Dell EMC spruces up storage array line for SMBs

Dell EMC’s new PowerVault ME4 Series are for small and medium businesses: installable in 15 minutes, configurable in 15 more, and usable as either SAN array or direct-attached PowerEdge server storage (DAS).


The company says it has more than 400,000 installed PowerVault systems and notes that its percentage revenue share in the entry-level external array market is, according to IDC, greater than the next six competitors combined.

Compared to the previous entry-level PowerVault arrays the ME4 has 75 per cent more drives, 122 per cent higher capacity and a 4X increase in IOPS performance.

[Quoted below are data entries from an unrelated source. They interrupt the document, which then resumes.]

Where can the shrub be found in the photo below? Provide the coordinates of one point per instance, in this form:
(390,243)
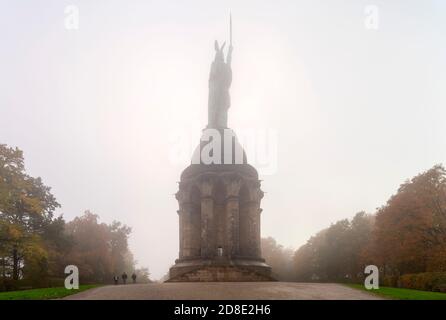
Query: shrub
(428,281)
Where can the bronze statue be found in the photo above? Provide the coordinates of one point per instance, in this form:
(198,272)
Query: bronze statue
(220,79)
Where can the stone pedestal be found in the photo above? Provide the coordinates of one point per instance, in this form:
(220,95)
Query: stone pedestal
(219,215)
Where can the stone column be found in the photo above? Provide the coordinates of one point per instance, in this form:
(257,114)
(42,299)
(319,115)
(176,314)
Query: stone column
(232,185)
(184,214)
(254,237)
(207,216)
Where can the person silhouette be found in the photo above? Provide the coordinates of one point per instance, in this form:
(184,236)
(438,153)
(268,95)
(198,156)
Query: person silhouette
(124,277)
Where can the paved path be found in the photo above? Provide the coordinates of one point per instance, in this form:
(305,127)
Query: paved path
(225,291)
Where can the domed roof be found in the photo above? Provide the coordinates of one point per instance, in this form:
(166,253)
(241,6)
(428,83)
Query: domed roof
(219,151)
(219,146)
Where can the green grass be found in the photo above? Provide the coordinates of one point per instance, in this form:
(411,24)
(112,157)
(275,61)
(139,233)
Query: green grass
(401,294)
(43,294)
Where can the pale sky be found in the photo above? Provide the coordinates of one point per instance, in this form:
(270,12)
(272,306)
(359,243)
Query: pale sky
(356,111)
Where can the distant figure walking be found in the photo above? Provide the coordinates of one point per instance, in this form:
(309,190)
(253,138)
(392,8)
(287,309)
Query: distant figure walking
(124,277)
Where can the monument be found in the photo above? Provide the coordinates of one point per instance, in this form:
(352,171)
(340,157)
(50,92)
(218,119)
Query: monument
(219,198)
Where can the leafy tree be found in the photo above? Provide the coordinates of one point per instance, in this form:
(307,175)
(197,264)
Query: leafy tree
(26,204)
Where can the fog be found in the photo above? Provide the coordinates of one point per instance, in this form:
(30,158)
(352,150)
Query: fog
(97,110)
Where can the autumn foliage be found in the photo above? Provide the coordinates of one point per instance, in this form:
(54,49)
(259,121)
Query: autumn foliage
(406,236)
(35,246)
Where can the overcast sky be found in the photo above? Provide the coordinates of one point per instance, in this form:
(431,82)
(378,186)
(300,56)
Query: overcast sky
(356,110)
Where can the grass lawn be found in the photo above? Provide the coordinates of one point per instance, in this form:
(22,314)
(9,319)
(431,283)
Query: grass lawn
(402,294)
(43,294)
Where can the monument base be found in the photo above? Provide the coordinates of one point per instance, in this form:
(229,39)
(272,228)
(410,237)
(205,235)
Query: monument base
(243,270)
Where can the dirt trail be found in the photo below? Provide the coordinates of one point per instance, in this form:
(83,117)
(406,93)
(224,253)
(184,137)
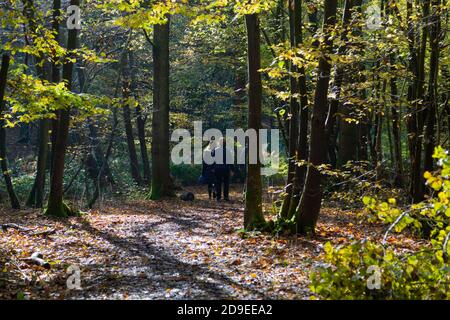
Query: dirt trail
(165,250)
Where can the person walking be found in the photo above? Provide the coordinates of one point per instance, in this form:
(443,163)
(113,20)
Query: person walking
(223,168)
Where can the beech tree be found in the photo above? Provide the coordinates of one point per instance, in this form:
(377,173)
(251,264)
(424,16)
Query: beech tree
(310,202)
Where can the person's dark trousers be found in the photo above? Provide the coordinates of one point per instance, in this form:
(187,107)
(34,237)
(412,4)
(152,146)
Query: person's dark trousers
(222,177)
(210,190)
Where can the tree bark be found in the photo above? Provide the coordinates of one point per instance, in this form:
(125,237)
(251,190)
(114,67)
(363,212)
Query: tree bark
(253,216)
(3,160)
(431,104)
(310,202)
(55,206)
(294,108)
(161,182)
(126,95)
(302,144)
(140,123)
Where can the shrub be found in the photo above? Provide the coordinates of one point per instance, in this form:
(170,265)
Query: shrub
(367,270)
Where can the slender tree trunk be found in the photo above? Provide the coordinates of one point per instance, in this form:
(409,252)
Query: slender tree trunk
(302,144)
(432,86)
(347,150)
(126,95)
(294,108)
(310,202)
(56,206)
(161,181)
(36,196)
(416,98)
(395,110)
(3,160)
(56,75)
(140,123)
(253,216)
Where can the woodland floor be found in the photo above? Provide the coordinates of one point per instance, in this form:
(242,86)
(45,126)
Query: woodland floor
(167,250)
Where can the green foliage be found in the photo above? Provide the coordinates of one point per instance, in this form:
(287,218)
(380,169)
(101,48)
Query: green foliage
(403,275)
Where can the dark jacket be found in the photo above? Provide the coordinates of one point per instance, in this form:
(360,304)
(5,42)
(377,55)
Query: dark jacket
(208,172)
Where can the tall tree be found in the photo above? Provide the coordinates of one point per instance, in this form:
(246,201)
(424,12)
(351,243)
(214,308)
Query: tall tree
(36,196)
(294,9)
(161,181)
(3,159)
(253,216)
(56,206)
(310,202)
(126,95)
(140,122)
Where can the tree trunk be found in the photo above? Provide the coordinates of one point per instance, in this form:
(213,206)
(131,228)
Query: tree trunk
(126,95)
(294,108)
(140,122)
(55,206)
(347,150)
(302,144)
(56,75)
(161,182)
(432,87)
(310,202)
(3,160)
(253,216)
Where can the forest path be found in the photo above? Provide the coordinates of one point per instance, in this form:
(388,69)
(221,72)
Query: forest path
(187,250)
(164,250)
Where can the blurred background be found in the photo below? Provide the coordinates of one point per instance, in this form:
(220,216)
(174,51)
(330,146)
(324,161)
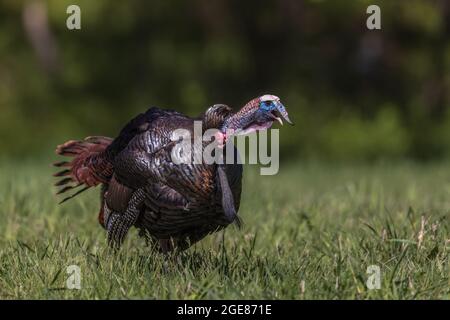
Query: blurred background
(354,94)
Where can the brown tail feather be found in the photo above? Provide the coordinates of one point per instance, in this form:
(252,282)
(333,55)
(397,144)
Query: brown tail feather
(89,165)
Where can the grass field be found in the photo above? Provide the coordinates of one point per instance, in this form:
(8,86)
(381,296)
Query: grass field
(309,232)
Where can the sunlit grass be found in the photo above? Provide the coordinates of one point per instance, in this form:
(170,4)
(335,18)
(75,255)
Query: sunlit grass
(309,232)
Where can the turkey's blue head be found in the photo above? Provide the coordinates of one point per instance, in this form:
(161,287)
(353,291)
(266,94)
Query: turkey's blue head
(258,114)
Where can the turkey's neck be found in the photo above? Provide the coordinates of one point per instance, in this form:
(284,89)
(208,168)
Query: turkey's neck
(241,118)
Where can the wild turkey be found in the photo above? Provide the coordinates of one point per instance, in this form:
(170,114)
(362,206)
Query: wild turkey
(173,204)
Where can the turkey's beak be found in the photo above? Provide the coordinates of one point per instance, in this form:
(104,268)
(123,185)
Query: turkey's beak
(283,113)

But  the product line is  entry-level, with no Xeon SP processors, only single and dual Broadwell-DE ones.

PowerVault_ME4000_arrays

There are three models; ME4012, ME4024 and ME4084 with (you guessed it) 12, 24 and 84 drive slits respectively.   The ME4012 and 4024 are 2U boxes while the ME4084 needs a 5U chassis.The ME4012 takes 3.5-inch drives; the others are 2.5-inch. The drives can be SSDs or 15K, 10K and nearline 12Gbit/s SAS disk drives, with all-flash and hybrid configurations supported.

Maximum raw capacities are 3.1PB (ME4012), 3PB (ME4024), and 4PB (ME4084)

The systems support 10gig iSCSI, 16gig Fibre Channel and 12gig SAS connectivity.

There can be three media tiers with auto-tiering, RAID, distributed erasure coding, thin provisioning and snapshots, replication, volume copying, integration with VMware vCenter and SRM, and drive-level encryption.

There is an HTML5 user interface, enabling customers to use a web browser from anywhere to manage the boxes.

Check out the PowerVault ME4 spec sheet here and a datasheet here. The arrays are available now and pricing starts at less than $13,000.